A Church he had not founded

When Paul writes, there are already Christians at Rome, but it is not he who gathered them: he has never been to the city. The Gospel had reached it through others, brought no doubt by Jews and travellers come from the East. Paul therefore addresses a community he knows only from afar, and he begins by giving thanks for it: “Your faith is renowned throughout the whole world.” Romans 1:8. For years he had wished to go there, without having found the occasion.

Why this letter

Writing to a Church that does not know him personally, Paul states his title at once: “Paul, a servant of Christ Jesus, an apostle by his calling, set apart to proclaim the Gospel of God.” Romans 1:1. He is seeking a base to carry the Gospel further still, as far as Spain, to the edge of the known West, and Rome would be the stage: “I hope to see you as I pass through, when I set out for Spain, and to be helped on my way there by you.” Romans 15:24. The letter prepares this visit: Paul makes himself known and sets out in full the Gospel he preaches, so that this Church may become his support towards the West. Phoebe, of the Church of Cenchreae, the port of Corinth, was its bearer.

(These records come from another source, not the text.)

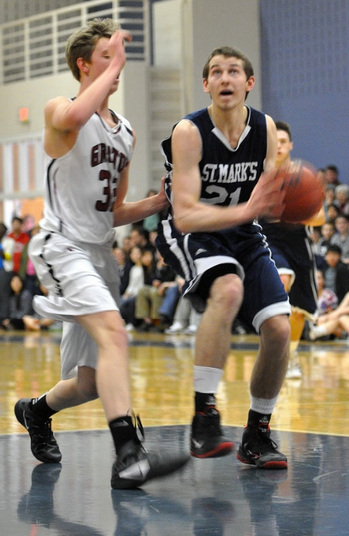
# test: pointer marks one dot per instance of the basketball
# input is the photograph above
(305, 192)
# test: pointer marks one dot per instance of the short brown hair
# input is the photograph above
(229, 52)
(82, 43)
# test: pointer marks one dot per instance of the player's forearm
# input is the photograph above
(208, 218)
(131, 212)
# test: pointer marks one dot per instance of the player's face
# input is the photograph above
(285, 146)
(100, 60)
(227, 82)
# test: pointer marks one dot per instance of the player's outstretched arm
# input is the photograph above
(133, 211)
(190, 214)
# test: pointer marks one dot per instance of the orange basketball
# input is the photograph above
(305, 192)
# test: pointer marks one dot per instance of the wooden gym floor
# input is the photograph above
(208, 497)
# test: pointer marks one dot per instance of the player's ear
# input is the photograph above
(205, 85)
(250, 83)
(83, 65)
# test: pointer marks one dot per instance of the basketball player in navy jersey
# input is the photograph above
(221, 179)
(88, 151)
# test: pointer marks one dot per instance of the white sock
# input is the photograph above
(263, 405)
(206, 379)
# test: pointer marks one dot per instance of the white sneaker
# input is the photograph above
(176, 327)
(190, 330)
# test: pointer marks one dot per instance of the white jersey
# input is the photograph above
(81, 186)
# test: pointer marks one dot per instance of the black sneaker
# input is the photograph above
(134, 466)
(207, 439)
(43, 444)
(257, 448)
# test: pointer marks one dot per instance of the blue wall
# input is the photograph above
(305, 76)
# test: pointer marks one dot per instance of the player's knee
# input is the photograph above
(227, 291)
(277, 330)
(87, 383)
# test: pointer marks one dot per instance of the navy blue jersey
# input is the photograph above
(228, 175)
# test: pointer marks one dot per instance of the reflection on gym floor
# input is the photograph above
(207, 497)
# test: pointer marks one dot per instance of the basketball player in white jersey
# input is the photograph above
(88, 151)
(216, 158)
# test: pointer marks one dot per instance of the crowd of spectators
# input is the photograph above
(331, 247)
(150, 292)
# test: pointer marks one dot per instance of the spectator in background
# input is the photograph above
(142, 273)
(28, 224)
(341, 236)
(149, 297)
(330, 197)
(7, 246)
(342, 198)
(21, 239)
(20, 313)
(26, 268)
(336, 273)
(124, 269)
(335, 322)
(332, 213)
(331, 175)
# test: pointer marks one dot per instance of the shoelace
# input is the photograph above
(262, 440)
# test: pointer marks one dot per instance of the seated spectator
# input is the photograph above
(332, 213)
(142, 273)
(136, 281)
(21, 239)
(150, 297)
(186, 319)
(342, 198)
(26, 268)
(7, 246)
(341, 236)
(333, 323)
(331, 175)
(124, 269)
(20, 311)
(330, 197)
(336, 273)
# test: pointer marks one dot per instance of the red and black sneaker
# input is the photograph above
(207, 439)
(257, 448)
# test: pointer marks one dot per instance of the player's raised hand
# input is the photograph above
(116, 45)
(267, 198)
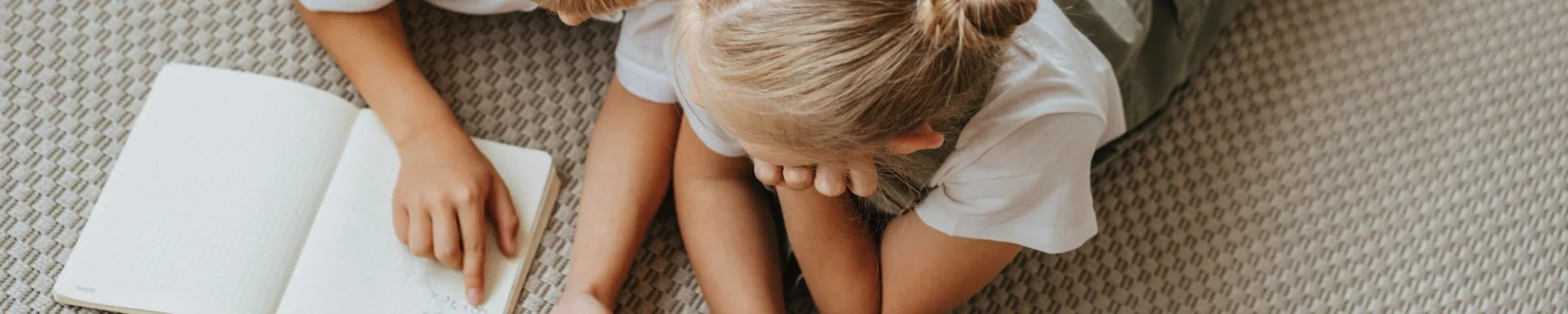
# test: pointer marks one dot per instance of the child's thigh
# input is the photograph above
(926, 271)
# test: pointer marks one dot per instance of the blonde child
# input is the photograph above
(973, 123)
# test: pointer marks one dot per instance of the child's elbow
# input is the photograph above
(344, 5)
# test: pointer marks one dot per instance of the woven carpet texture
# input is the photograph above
(1332, 156)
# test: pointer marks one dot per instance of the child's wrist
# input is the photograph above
(604, 296)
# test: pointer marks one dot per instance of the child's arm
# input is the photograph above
(445, 184)
(837, 250)
(916, 269)
(728, 230)
(626, 177)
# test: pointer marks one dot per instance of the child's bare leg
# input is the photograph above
(626, 178)
(728, 230)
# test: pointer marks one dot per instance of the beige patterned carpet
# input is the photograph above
(1332, 156)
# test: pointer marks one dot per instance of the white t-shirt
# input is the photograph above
(1020, 172)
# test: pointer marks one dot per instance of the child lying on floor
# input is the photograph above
(970, 125)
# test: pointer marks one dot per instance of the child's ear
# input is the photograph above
(920, 139)
(573, 20)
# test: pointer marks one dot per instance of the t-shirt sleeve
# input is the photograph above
(642, 59)
(1031, 189)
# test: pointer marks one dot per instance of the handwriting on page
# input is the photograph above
(443, 287)
(448, 304)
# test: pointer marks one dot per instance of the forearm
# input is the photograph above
(626, 178)
(837, 252)
(374, 53)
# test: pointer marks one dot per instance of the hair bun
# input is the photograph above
(975, 23)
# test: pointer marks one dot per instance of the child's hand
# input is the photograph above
(445, 191)
(832, 181)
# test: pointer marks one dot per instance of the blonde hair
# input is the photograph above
(586, 7)
(843, 78)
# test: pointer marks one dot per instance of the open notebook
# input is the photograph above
(249, 194)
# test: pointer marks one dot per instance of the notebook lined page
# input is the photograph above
(354, 263)
(211, 197)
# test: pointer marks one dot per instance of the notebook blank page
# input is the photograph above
(354, 263)
(212, 195)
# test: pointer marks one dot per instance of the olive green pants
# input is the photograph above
(1153, 45)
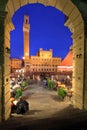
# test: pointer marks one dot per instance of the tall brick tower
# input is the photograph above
(26, 30)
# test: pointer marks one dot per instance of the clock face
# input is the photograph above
(26, 29)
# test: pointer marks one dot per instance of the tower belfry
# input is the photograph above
(26, 30)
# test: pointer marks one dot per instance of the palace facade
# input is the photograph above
(42, 62)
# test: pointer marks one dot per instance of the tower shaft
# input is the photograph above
(26, 31)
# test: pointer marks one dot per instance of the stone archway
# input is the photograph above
(75, 24)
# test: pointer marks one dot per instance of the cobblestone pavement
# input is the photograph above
(47, 112)
(43, 103)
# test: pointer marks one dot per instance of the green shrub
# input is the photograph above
(61, 92)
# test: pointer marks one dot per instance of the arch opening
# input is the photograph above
(76, 25)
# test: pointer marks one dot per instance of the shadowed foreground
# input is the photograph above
(47, 112)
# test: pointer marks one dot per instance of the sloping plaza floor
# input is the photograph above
(47, 112)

The Gospel set out in full

Because he writes to present his message, and not to settle a local crisis, Paul gives here the most complete exposition of what he proclaims. He gathers its subject into a single sentence: “I am not ashamed of the Gospel; it is a divine power for the salvation of everyone who believes, the Jew first, then the Greek.” Romans 1:16. And he gives the reason at once: “In it is revealed a righteousness of God that comes from faith and is destined for faith.” Romans 1:17. From this announcement, the letter develops what this righteousness and this faith are. All men, Jews and pagans alike, are under sin and unable to justify themselves; God justifies freely, by grace, the one who believes in Christ; freed from sin and death, the believer now lives by the Spirit. Paul then faces the question of Israel, his people: its greater part did not believe in Christ, and yet the promises God had made to it, to choose it for his own, are not revoked. He ends with the consequences for everyday life: love, obedience, the mutual welcome between believers.

The summit of Paul’s work

Paul writes this letter at the height of his ministry, after years of preaching and after his other letters. He had already treated these questions, notably to the Galatians, in the heat of a struggle against those who wanted to impose the Law of Moses on the pagans. To the Romans he takes them up coolly, in order, with no adversary before him. From this comes the character of the epistle: the most doctrinal and the most structured of his letters, the one that gathers his thought into a whole. This is why it has been read, from the first centuries, as the summary of his Gospel.

A letter that shaped the Church

No book has marked as much as this one the way the Church understands sin, grace and salvation. In the fourth century, it was in opening this letter that Augustine found the turning point of his conversion; and it is from it that the Church drew its doctrine of grace, when it had to defend that salvation comes first from the gift of God, and not from the powers of man alone. Read from century to century, the Epistle to the Romans remains the book where the Church learns how God saves man: by his grace, in Christ, received through faith.